Transcriptional profiling supports the existence of a diapause and a post-diapause phenotype in the copepod. Based on the relative expression of all genes (n = 140841), females separated into two distinct transcriptional phenotypes with the post-diapause phenotype appearing within 12 h after the termination trigger, a combination of photic, chemical, thermal, pressure and mechanical stimuli during net collection. However, in addition to the two distinct transcriptional states, the t-SNE plot (Fig. 1), designed to preserve local relationships, showed sub-structure within the clusters which is indicative of progressive changes in gene expression over time. Differential gene expression and functional analysis confirmed this: the termination trigger initiated a complex program of gene expression regulation that included transient changes in transcription starting with nearly 900 DEGs between the first two timepoints taken 1 h apart (T0 and T1hr).

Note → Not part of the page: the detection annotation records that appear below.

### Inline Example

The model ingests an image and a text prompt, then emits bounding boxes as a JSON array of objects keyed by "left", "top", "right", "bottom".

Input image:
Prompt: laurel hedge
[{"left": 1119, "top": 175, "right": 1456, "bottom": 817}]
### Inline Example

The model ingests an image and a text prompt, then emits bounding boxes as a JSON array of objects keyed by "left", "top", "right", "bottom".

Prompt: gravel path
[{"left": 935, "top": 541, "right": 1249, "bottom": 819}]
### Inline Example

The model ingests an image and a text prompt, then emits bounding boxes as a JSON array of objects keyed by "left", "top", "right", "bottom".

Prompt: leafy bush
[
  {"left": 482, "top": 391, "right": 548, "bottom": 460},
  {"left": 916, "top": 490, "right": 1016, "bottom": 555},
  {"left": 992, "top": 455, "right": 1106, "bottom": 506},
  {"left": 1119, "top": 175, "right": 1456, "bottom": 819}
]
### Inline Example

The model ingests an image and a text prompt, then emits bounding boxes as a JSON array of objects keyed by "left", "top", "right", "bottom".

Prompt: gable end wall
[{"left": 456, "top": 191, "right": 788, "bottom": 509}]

One-hour timepoint: up-regulation of genes within the 20E-cascade pathway

Before the females can switch from diapause to the post-diapause phenotype, they have to “break” dormancy by regulating a specific set of genes. The one-hour timepoint was characterized by the transient up-regulation of genes involved in the 20E-cascade pathway, a pathway which, in insects, is typically silenced (down-regulated) during dormancy to suppress larval growth [25]. In insects, the 20E transcription cascade promotes direct development and is linked to molting and/or metamorphosis [26], although it may also play a role in diapause termination [27]. Up-regulation of the ecdysone receptor was reported as a double peak in the pupae of the flesh fly S. crassipalpis at 1 h and 9 h after the diapause-termination trigger [28]. This may reflect activation of two different processes, the first one linked to the diapause-to-post-diapause transition, the second to the initiation of metamorphosis. The transient up-regulation of these genes in N. flemingeri seen only at 1 h post-collection is consistent with a specific role in signaling diapause termination (Fig. 3).

One-hour timepoint: resumption of metabolism

Another transient signal at 1 h was the up-regulation of genes encoding enzymes involved in two major energetic pathways: oxidative phosphorylation and the tricarboxylic acid (TCA) cycle (Fig. 4). In arthropods, metabolic depression is ubiquitous during diapause. This repression can be achieved in different ways: blockage in the delivery of carbon fuel to the mitochondrion (e.g. A. franciscana), repression in the expression of genes associated with energetic pathways (e.g. mitochondrial enzymes involved in oxidative phosphorylation), or covalent modification of existing proteins [5]. In diapausing embryos of A. franciscana, which are in a deep state of arrest, inhibition of the enzymatic steps within mitochondrial activity occurs during entry into diapause [5]. Hydration-induced termination of diapause in gastrula-stage embryos triggers a transient up-regulation in the expression of two mitochondrial genes (COXI and COXII) in A. franciscana [24]. In N. flemingeri, genes associated with all five complexes in the oxidative chain were up-regulated at 1 h. In the T1hr females, the peak was transient for genes associated with complexes I, IV and V. Expression of these genes was significantly lower at 12 h, although levels remained above T0. For the other two complexes (II and III) gene expression remained high for the remainder of the study (14 days).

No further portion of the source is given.